A boa notícia é que há famílias que dão valor a folguedos e diversões. A engenheira civil Beatriz Ruiz, 37 anos, mãe de Raquel, cinco anos, e Davi, quatro anos, sai de casa de manhã sem ver os pequenos, mas quando chega à noite dedica-se exclusivamente a eles. Existe um horário sagrado para isso: das 19h às 20h. “Eles precisam saber que são prioridade para mim”, explica. Para entrar no mundo mágico das crianças não é preciso um brinquedo sofisticado ou grandes espaços. Beatriz mora em um apartamento. No pouco espaço que a família tem, mãe e filhos se divertem com esconde-esconde, brincadeiras e jogos.
Os educadores garantem que há inúmeras formas de se divertir quando o espaço é restrito. Fazer cabana, teatro de sombras, casinha, jogar bola ou ler um bom livro são alguns exemplos. E lembram que existem brinquedos baratos e simples, como garrafa de plástico, cubos, panelas e colheres ou ainda fantoches e bonecos produzidos pelos próprios pais.
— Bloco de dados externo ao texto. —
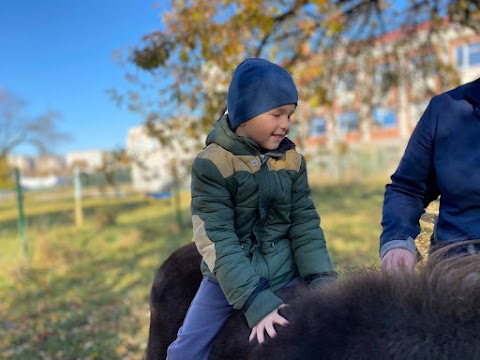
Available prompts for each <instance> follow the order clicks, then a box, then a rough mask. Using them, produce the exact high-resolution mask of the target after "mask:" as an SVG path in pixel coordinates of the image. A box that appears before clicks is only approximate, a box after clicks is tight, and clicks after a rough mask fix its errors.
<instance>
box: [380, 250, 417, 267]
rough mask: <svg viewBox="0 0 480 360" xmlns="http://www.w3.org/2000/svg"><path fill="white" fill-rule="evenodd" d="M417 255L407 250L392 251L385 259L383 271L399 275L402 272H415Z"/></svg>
mask: <svg viewBox="0 0 480 360" xmlns="http://www.w3.org/2000/svg"><path fill="white" fill-rule="evenodd" d="M415 262H416V261H415V255H414V254H413V253H412V252H411V251H409V250H407V249H401V248H397V249H392V250H390V251H388V252H387V253H386V254H385V256H384V257H383V260H382V263H381V265H380V266H381V268H382V271H386V272H390V273H399V272H401V271H406V272H413V271H414V269H415Z"/></svg>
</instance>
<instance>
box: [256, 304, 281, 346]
mask: <svg viewBox="0 0 480 360" xmlns="http://www.w3.org/2000/svg"><path fill="white" fill-rule="evenodd" d="M284 306H286V305H285V304H283V305H280V306H279V307H277V308H276V309H275V310H273V311H272V312H271V313H270V314H268V315H267V316H265V317H264V318H263V319H262V320H260V322H259V323H258V324H257V325H255V326H254V327H253V329H252V332H251V333H250V337H249V338H248V340H249V341H252V340H254V339H255V338H257V340H258V342H259V343H260V344H263V343H264V342H265V331H266V332H267V334H268V336H270V337H271V338H273V337H274V336H275V335H277V331H276V330H275V327H274V326H273V325H274V324H278V325H281V326H285V325H288V324H289V322H288V320H287V319H285V318H284V317H283V316H281V315H280V314H279V313H278V310H279V309H281V308H282V307H284Z"/></svg>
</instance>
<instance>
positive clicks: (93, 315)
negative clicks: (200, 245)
mask: <svg viewBox="0 0 480 360" xmlns="http://www.w3.org/2000/svg"><path fill="white" fill-rule="evenodd" d="M169 222H170V216H164V217H163V218H159V219H158V222H157V228H155V227H154V226H153V224H149V225H148V226H147V227H144V226H145V225H146V224H139V225H137V226H135V227H133V228H132V226H121V225H120V226H116V227H115V231H118V233H120V234H121V233H123V234H124V237H125V238H123V239H121V240H118V241H117V243H116V244H113V243H108V241H107V243H108V244H106V243H105V242H106V240H105V238H108V237H109V236H110V235H109V234H108V232H109V229H108V228H107V229H105V230H104V231H100V232H95V233H92V232H89V233H84V234H82V235H83V237H81V238H76V239H74V241H75V244H74V243H72V239H65V240H66V241H69V242H70V243H71V246H69V247H68V248H69V249H68V251H63V250H62V248H61V247H60V248H59V249H58V251H57V253H56V256H59V257H62V256H65V257H66V259H64V260H65V263H66V264H67V265H68V266H65V267H64V268H61V269H59V268H52V267H51V266H45V267H44V268H38V267H36V268H26V269H24V271H23V273H22V274H21V276H19V277H18V283H17V284H16V286H15V287H13V288H10V289H8V292H7V293H6V294H2V295H1V297H2V298H3V300H0V305H1V307H2V312H3V313H4V314H6V315H5V318H3V315H2V316H1V321H0V355H1V354H3V356H5V357H6V358H10V359H40V358H51V359H87V358H88V359H93V358H97V359H142V358H143V357H144V349H145V346H146V341H147V336H148V324H149V304H148V296H149V292H150V287H151V284H152V282H153V278H154V273H155V270H156V269H157V267H158V266H160V264H161V263H162V262H163V260H164V259H165V258H166V257H167V256H168V255H169V254H170V253H171V252H172V251H173V250H175V249H176V248H177V247H179V246H181V245H183V244H185V243H187V242H189V241H191V236H192V234H191V227H184V228H182V229H173V230H172V229H168V228H166V227H164V226H161V224H168V223H169ZM187 226H188V225H187ZM132 229H133V230H132ZM128 230H130V231H133V232H135V231H136V233H137V234H140V235H139V237H138V239H133V240H132V239H129V238H128V233H126V232H127V231H128ZM133 232H132V233H133ZM125 234H126V235H125ZM122 241H123V242H124V243H122ZM100 243H102V244H100ZM114 245H115V247H114V248H113V246H114ZM63 246H64V247H65V250H67V246H66V245H63ZM109 246H112V249H110V250H109ZM70 247H77V248H76V249H75V251H73V250H72V249H70ZM100 250H101V251H100ZM52 261H53V259H52ZM2 301H3V302H5V301H6V303H2ZM3 308H6V309H3ZM3 310H5V311H3ZM7 314H8V315H7ZM0 357H2V356H0Z"/></svg>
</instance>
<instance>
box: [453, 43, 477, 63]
mask: <svg viewBox="0 0 480 360" xmlns="http://www.w3.org/2000/svg"><path fill="white" fill-rule="evenodd" d="M456 53H457V65H458V67H459V68H460V69H468V68H471V67H477V66H480V42H475V43H471V44H465V45H461V46H459V47H457V49H456Z"/></svg>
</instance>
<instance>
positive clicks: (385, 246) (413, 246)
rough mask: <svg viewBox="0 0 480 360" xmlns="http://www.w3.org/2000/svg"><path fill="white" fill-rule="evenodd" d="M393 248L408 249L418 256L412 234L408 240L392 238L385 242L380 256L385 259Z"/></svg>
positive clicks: (381, 247) (415, 255)
mask: <svg viewBox="0 0 480 360" xmlns="http://www.w3.org/2000/svg"><path fill="white" fill-rule="evenodd" d="M392 249H406V250H408V251H410V252H411V253H412V254H413V255H415V257H418V251H417V247H416V246H415V241H414V240H413V239H412V237H411V236H409V237H408V238H407V240H392V241H389V242H387V243H385V244H383V246H382V247H381V249H380V258H382V259H383V257H384V256H385V254H386V253H387V252H388V251H390V250H392Z"/></svg>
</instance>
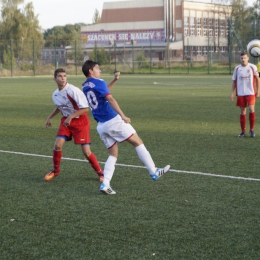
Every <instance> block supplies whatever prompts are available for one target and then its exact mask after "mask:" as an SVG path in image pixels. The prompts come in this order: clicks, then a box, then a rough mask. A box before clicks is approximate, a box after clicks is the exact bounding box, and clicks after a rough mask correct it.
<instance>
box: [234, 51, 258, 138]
mask: <svg viewBox="0 0 260 260" xmlns="http://www.w3.org/2000/svg"><path fill="white" fill-rule="evenodd" d="M240 61H241V64H240V65H238V66H236V67H235V69H234V73H233V76H232V80H233V84H232V87H231V90H230V100H231V101H233V100H234V94H233V93H234V90H236V96H237V102H236V105H237V106H238V107H240V126H241V134H239V135H238V137H245V135H246V134H245V132H246V108H247V106H248V109H249V123H250V131H249V135H250V137H255V132H254V126H255V120H256V116H255V99H256V98H257V97H259V96H260V80H259V73H258V71H257V67H256V66H255V65H254V64H252V63H249V57H248V55H247V53H245V52H242V53H241V54H240Z"/></svg>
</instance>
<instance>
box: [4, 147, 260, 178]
mask: <svg viewBox="0 0 260 260" xmlns="http://www.w3.org/2000/svg"><path fill="white" fill-rule="evenodd" d="M0 153H9V154H19V155H24V156H35V157H43V158H52V156H50V155H41V154H32V153H21V152H13V151H4V150H0ZM62 160H68V161H78V162H87V163H88V161H87V160H82V159H74V158H66V157H62ZM99 163H101V164H105V162H99ZM116 165H117V166H122V167H130V168H142V169H146V167H144V166H136V165H129V164H120V163H117V164H116ZM169 171H170V172H177V173H185V174H195V175H203V176H209V177H219V178H227V179H235V180H244V181H259V182H260V179H254V178H246V177H236V176H230V175H220V174H213V173H205V172H193V171H182V170H174V169H170V170H169Z"/></svg>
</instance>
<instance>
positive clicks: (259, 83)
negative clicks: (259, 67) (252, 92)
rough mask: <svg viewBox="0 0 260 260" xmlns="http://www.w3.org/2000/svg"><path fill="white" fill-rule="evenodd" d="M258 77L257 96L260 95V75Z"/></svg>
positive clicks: (257, 79) (258, 96)
mask: <svg viewBox="0 0 260 260" xmlns="http://www.w3.org/2000/svg"><path fill="white" fill-rule="evenodd" d="M255 79H256V85H257V93H256V97H257V98H258V97H260V80H259V77H255Z"/></svg>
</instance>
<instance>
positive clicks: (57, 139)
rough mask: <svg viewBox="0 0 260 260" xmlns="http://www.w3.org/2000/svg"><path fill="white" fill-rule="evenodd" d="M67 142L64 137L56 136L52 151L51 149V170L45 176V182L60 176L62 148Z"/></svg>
mask: <svg viewBox="0 0 260 260" xmlns="http://www.w3.org/2000/svg"><path fill="white" fill-rule="evenodd" d="M66 140H67V137H66V136H57V138H56V141H55V144H54V149H53V156H52V161H53V169H52V170H51V171H50V172H49V173H48V174H46V175H45V177H44V179H45V181H51V180H52V179H53V178H54V177H56V176H58V175H59V174H60V164H61V157H62V147H63V145H64V144H65V142H66Z"/></svg>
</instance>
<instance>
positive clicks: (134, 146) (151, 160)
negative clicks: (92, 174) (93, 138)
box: [82, 60, 170, 194]
mask: <svg viewBox="0 0 260 260" xmlns="http://www.w3.org/2000/svg"><path fill="white" fill-rule="evenodd" d="M82 72H83V73H84V75H85V76H86V77H87V80H86V81H85V82H84V83H83V84H82V90H83V92H84V94H85V95H86V97H87V100H88V103H89V105H90V107H91V111H92V114H93V117H94V119H95V120H96V121H97V122H98V125H97V131H98V133H99V136H100V138H101V140H102V141H103V143H104V144H105V146H106V147H107V149H108V153H109V156H108V159H107V161H106V163H105V168H104V181H103V183H102V184H101V186H100V191H101V192H103V193H105V194H116V192H115V191H114V190H113V189H112V188H111V186H110V181H111V179H112V177H113V174H114V170H115V164H116V161H117V157H118V145H117V143H118V142H123V141H128V142H129V143H130V144H132V145H133V146H134V147H135V150H136V152H137V154H138V157H139V159H140V160H141V161H142V162H143V163H144V165H145V166H146V168H147V169H148V171H149V173H150V176H151V178H152V180H154V181H156V180H157V179H158V178H160V177H161V176H162V175H163V174H165V173H166V172H167V171H168V170H169V169H170V165H167V166H165V167H164V168H156V167H155V164H154V162H153V159H152V157H151V155H150V153H149V152H148V151H147V149H146V147H145V145H144V144H143V141H142V140H141V138H140V137H139V136H138V135H137V133H136V131H135V129H134V128H133V127H132V125H131V124H130V123H131V120H130V118H128V117H126V116H125V114H124V113H123V111H122V110H121V109H120V107H119V105H118V103H117V101H116V100H115V99H114V98H113V96H112V95H111V93H110V90H111V89H112V87H113V86H114V84H115V82H116V81H117V80H118V78H119V75H120V73H119V72H117V73H115V77H114V79H113V80H112V81H111V82H110V83H109V84H106V82H105V81H104V80H102V79H100V75H101V71H100V69H99V65H98V63H97V62H95V61H91V60H87V61H86V62H85V63H84V64H83V66H82Z"/></svg>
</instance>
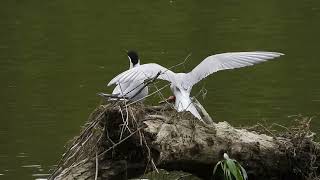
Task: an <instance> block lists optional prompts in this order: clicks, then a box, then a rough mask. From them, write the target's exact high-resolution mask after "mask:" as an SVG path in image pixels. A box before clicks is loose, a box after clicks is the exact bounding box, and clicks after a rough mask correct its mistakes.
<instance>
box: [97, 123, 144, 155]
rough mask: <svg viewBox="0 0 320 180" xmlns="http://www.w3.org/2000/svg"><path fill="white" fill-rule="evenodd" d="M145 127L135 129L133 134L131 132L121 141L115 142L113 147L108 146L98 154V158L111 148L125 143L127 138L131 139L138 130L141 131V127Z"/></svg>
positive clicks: (112, 147)
mask: <svg viewBox="0 0 320 180" xmlns="http://www.w3.org/2000/svg"><path fill="white" fill-rule="evenodd" d="M143 128H145V126H143V127H140V128H138V129H137V130H135V131H134V132H132V133H131V134H129V135H128V136H127V137H125V138H123V139H122V140H121V141H119V142H117V143H116V144H114V145H113V146H112V147H110V148H108V149H107V150H105V151H103V152H102V153H101V154H99V155H98V158H99V157H101V156H103V155H105V154H106V153H107V152H108V151H110V150H111V149H113V148H115V147H116V146H118V145H120V144H121V143H123V142H124V141H125V140H127V139H129V138H130V137H131V136H132V135H134V134H135V133H136V132H138V131H140V130H141V129H143Z"/></svg>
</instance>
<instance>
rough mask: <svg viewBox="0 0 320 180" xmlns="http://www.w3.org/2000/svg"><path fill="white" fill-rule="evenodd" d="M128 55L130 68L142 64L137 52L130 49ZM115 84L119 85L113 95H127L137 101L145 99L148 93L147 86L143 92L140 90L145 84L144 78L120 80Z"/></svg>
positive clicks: (132, 67)
mask: <svg viewBox="0 0 320 180" xmlns="http://www.w3.org/2000/svg"><path fill="white" fill-rule="evenodd" d="M127 55H128V58H129V62H130V67H129V70H130V69H134V68H137V67H139V66H140V59H139V56H138V53H137V52H135V51H128V52H127ZM115 84H117V86H116V87H115V88H114V90H113V91H112V95H116V96H118V97H125V98H128V99H130V100H131V101H137V100H140V99H141V100H143V97H145V96H147V95H148V87H147V86H146V87H145V88H144V89H143V90H142V91H141V92H139V90H140V89H141V88H142V87H143V86H144V83H143V80H133V81H127V82H123V83H122V82H119V83H115ZM138 92H139V93H138ZM137 93H138V94H137Z"/></svg>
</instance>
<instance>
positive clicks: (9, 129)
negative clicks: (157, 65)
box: [0, 0, 320, 180]
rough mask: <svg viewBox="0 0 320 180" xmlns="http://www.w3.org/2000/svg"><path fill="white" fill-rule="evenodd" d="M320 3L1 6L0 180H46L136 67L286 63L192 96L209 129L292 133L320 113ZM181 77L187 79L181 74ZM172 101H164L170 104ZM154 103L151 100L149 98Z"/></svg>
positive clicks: (0, 38)
mask: <svg viewBox="0 0 320 180" xmlns="http://www.w3.org/2000/svg"><path fill="white" fill-rule="evenodd" d="M319 32H320V1H317V0H299V1H290V0H283V1H279V0H268V1H255V0H248V1H236V0H225V1H220V2H216V1H212V0H210V1H209V0H206V1H191V0H186V1H182V0H177V1H169V0H168V1H153V2H151V1H146V0H145V1H63V0H53V1H47V2H46V1H40V0H30V1H25V0H3V1H2V2H1V6H0V84H1V86H0V87H1V88H0V99H1V103H0V114H1V126H0V179H15V180H18V179H35V178H41V177H44V175H43V174H47V173H48V170H49V169H50V168H52V166H53V165H55V164H56V163H57V161H58V159H59V158H60V156H61V154H62V153H63V150H64V149H63V146H64V144H65V143H66V142H67V140H69V139H70V138H72V137H73V136H74V135H77V134H78V132H79V129H80V128H79V126H81V125H82V124H83V123H84V122H85V120H86V118H87V116H88V114H89V113H90V112H91V111H92V110H93V109H94V107H95V106H96V105H97V104H98V102H99V97H97V96H96V95H95V94H96V93H97V92H101V91H104V92H111V91H112V88H109V87H106V83H107V82H108V81H109V80H110V79H111V78H112V77H113V76H114V75H115V74H117V73H119V72H121V71H123V70H125V69H126V68H128V60H127V57H126V55H125V53H124V52H125V50H126V49H135V50H137V51H138V52H139V53H140V55H141V60H142V63H149V62H157V63H160V64H162V65H164V66H166V67H170V66H172V65H175V64H177V63H179V62H180V61H182V60H183V59H184V58H185V57H186V56H187V55H188V54H189V53H192V56H191V57H190V58H189V61H188V63H187V64H186V65H185V69H186V70H187V71H188V70H191V69H192V68H193V67H194V66H195V65H196V64H198V63H199V62H201V60H202V59H204V58H205V57H206V56H208V55H211V54H215V53H219V52H227V51H250V50H269V51H279V52H282V53H285V54H286V56H284V57H281V58H280V59H279V61H272V62H267V63H263V64H260V65H257V66H254V67H249V68H244V69H238V70H234V71H224V72H219V73H217V74H215V75H213V76H210V78H207V79H206V80H205V81H203V82H201V83H200V84H199V85H198V86H197V87H195V88H194V90H193V94H196V93H197V90H199V89H200V88H201V87H202V86H205V88H206V89H207V90H208V94H207V96H206V99H205V100H204V101H202V103H203V105H204V106H205V107H206V109H207V110H208V111H209V112H210V114H211V115H212V116H213V118H214V119H215V120H216V121H224V120H227V121H229V122H230V123H231V124H233V125H236V126H239V125H251V124H254V123H256V122H258V121H264V120H266V121H267V122H269V123H272V122H277V123H280V124H290V123H291V121H292V119H290V118H288V116H289V115H295V114H303V115H306V116H316V118H315V119H314V121H313V123H312V125H313V128H314V130H315V131H316V132H320V131H319V130H318V129H319V127H320V123H319V122H318V120H319V118H318V117H317V116H319V114H320V111H319V107H320V73H319V69H320V63H319V60H320V59H319V54H318V52H319V42H320V35H319ZM180 69H181V70H183V69H184V68H180ZM169 92H170V91H169V89H166V90H165V94H166V95H169V94H170V93H169ZM153 98H154V101H157V100H158V99H157V98H158V97H156V96H155V97H153Z"/></svg>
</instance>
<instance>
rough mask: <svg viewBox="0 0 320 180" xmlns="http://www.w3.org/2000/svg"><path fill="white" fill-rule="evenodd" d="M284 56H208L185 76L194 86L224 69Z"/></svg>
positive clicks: (239, 67)
mask: <svg viewBox="0 0 320 180" xmlns="http://www.w3.org/2000/svg"><path fill="white" fill-rule="evenodd" d="M281 55H284V54H282V53H278V52H263V51H257V52H230V53H222V54H216V55H212V56H209V57H207V58H205V59H204V60H203V61H202V62H201V63H200V64H199V65H198V66H196V67H195V68H194V69H193V70H192V71H191V72H189V73H188V74H187V76H188V79H189V80H190V84H191V85H194V84H196V83H198V82H199V81H200V80H202V79H203V78H205V77H207V76H209V75H210V74H212V73H215V72H217V71H221V70H225V69H235V68H241V67H245V66H251V65H254V64H258V63H261V62H264V61H267V60H270V59H274V58H276V57H279V56H281Z"/></svg>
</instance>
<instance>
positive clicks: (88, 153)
mask: <svg viewBox="0 0 320 180" xmlns="http://www.w3.org/2000/svg"><path fill="white" fill-rule="evenodd" d="M203 114H205V113H203ZM266 134H269V135H266ZM313 135H314V134H313V133H312V132H311V131H310V130H309V122H308V121H307V119H302V120H301V121H300V124H299V125H297V126H294V127H292V128H290V129H289V128H286V131H285V132H282V133H278V134H276V133H274V132H271V130H270V129H267V128H265V127H263V126H259V128H257V127H256V128H254V129H248V128H247V129H244V128H239V129H237V128H234V127H232V126H231V125H230V124H228V123H227V122H219V123H209V124H207V123H203V122H200V121H199V120H197V119H195V118H194V117H193V116H192V115H191V114H190V113H188V112H183V113H177V112H176V111H175V110H173V109H172V108H170V106H168V105H165V106H157V107H152V106H144V105H142V104H136V105H131V106H126V104H125V103H123V102H116V103H111V104H105V105H100V106H99V107H97V108H96V110H95V111H94V112H93V113H92V114H91V115H90V117H89V120H88V122H87V124H86V125H85V126H84V127H83V130H82V132H81V133H80V135H79V136H78V137H75V138H74V140H72V141H71V142H70V143H69V145H68V147H67V151H66V152H65V154H64V155H63V157H62V159H61V160H60V162H59V164H58V166H57V168H56V169H55V170H54V171H53V173H52V174H51V176H50V178H49V179H55V180H59V179H67V180H68V179H128V178H133V177H137V176H140V175H142V174H144V173H146V172H149V171H158V169H159V168H162V169H166V170H183V171H186V172H190V173H192V174H195V175H197V176H198V177H200V178H202V179H210V178H211V176H212V170H213V167H214V165H215V164H216V163H217V162H218V161H219V160H221V159H222V158H223V157H222V156H223V154H224V153H225V152H226V153H228V154H229V156H230V157H232V158H234V159H236V160H237V161H239V162H240V163H241V164H242V165H243V167H244V168H245V169H246V170H247V173H248V175H249V179H262V180H264V179H268V180H270V179H275V180H278V179H279V180H289V179H290V180H295V179H316V178H317V177H318V175H319V169H318V168H317V167H318V166H319V164H320V160H319V149H320V146H319V144H318V143H316V142H314V141H313Z"/></svg>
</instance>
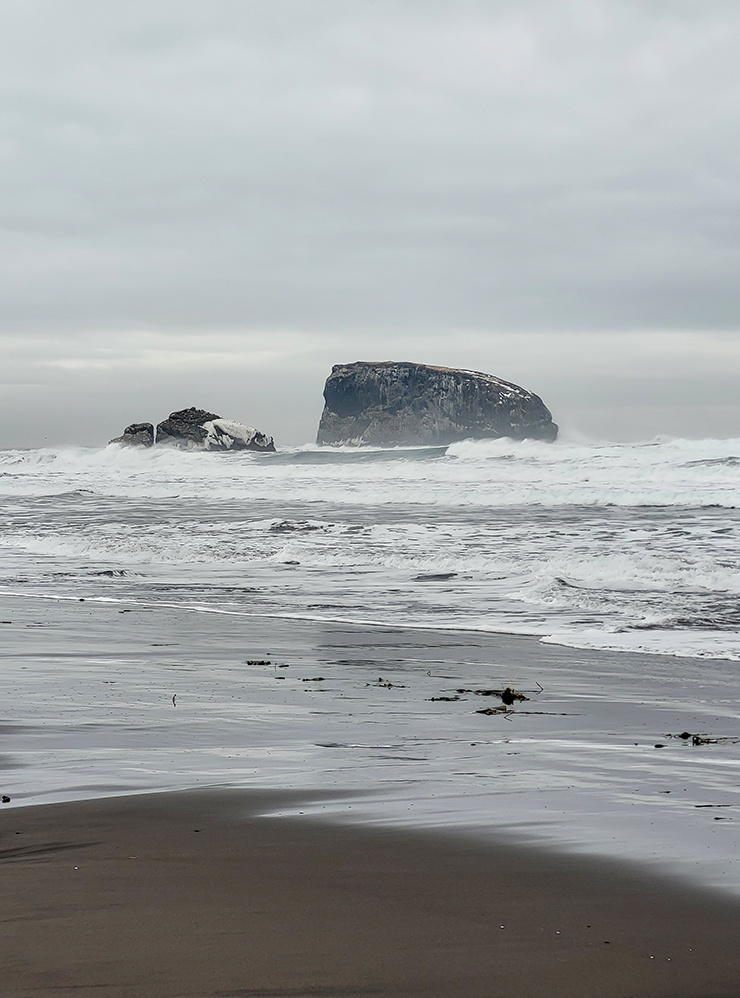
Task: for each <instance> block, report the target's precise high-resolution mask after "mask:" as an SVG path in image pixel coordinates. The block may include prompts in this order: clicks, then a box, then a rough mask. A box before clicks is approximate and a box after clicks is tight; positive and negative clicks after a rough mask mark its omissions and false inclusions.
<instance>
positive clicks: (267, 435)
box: [109, 408, 275, 451]
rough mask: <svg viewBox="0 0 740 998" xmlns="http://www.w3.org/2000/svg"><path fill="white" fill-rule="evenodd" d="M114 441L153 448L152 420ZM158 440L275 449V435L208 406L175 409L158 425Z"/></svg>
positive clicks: (177, 445) (243, 447)
mask: <svg viewBox="0 0 740 998" xmlns="http://www.w3.org/2000/svg"><path fill="white" fill-rule="evenodd" d="M109 443H112V444H124V445H126V446H130V445H134V446H145V447H151V446H152V444H153V443H154V427H153V426H152V424H151V423H132V425H131V426H127V427H126V429H125V430H124V431H123V436H120V437H115V438H114V439H113V440H110V441H109ZM157 443H158V444H170V445H171V446H174V447H187V448H188V449H189V450H257V451H274V450H275V444H274V442H273V439H272V437H269V436H268V435H267V434H266V433H261V432H260V431H259V430H255V429H254V428H253V427H251V426H244V424H243V423H237V422H235V421H234V420H233V419H222V418H221V416H217V415H216V413H215V412H206V410H205V409H195V408H190V409H180V410H179V412H171V413H170V414H169V416H168V417H167V419H164V420H163V421H162V422H161V423H158V424H157Z"/></svg>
Do ponto de vista dos pais, brincar oferece uma ótima oportunidade para estabelecer um vínculo maior com os filhos. A editora de livros Rose Ziegelmaier, mãe de Luís, dois anos, conta que sente exatamente isso quando está com seu filhote. “Estabeleço um canal afetivo com o Luís. E há outros que surgem. Eles são para o resto da vida”, comenta. A interação entre pais e filhos traz outras vantagens. Durante o pula-pula e o corre-corre com a garotada, os pais podem perceber a personalidade das crianças. Em alguns casos, quando elas ficam bravas e se irritam, dificilmente vão querer compartilhar os brinquedos com outros meninos e meninas. É nesse momento que os pais podem interferir. Mas sem autoritarismo. “Os pais podem ajudar a criança a discutir, a dialogar, a argumentar. O ser humano precisa disso. Quando se joga, por exemplo, as crianças são obrigadas a refletir”, acrescenta Maria Ângela.
Segundo a pesquisa da PUC, muitos pais na faixa dos 25 anos simplesmente não sabem brincar porque não tiveram essa oportunidade na infância. Preocupado com essa temática, o pediatra Roberto Avritchir, fundador da ONG Brinquedo Vivo, apóia oficinas em que artesãos ensinam a fabricar brinquedos e a usá-los com a garotada em várias situações. Além disso, é um bom modo de exercer um dos lados melhores da vida, o lúdico. “O meu sonho é mudar esse mundo maluco por meio dessas atividades. Com isso, a meninada é capaz de ultrapassar todas as barreiras: do preconceito, da individualidade e das classes sociais. A criança que brinca hoje certamente será um adulto melhor”, aposta o médico. E ninguém está de brincadeira quanto a isso.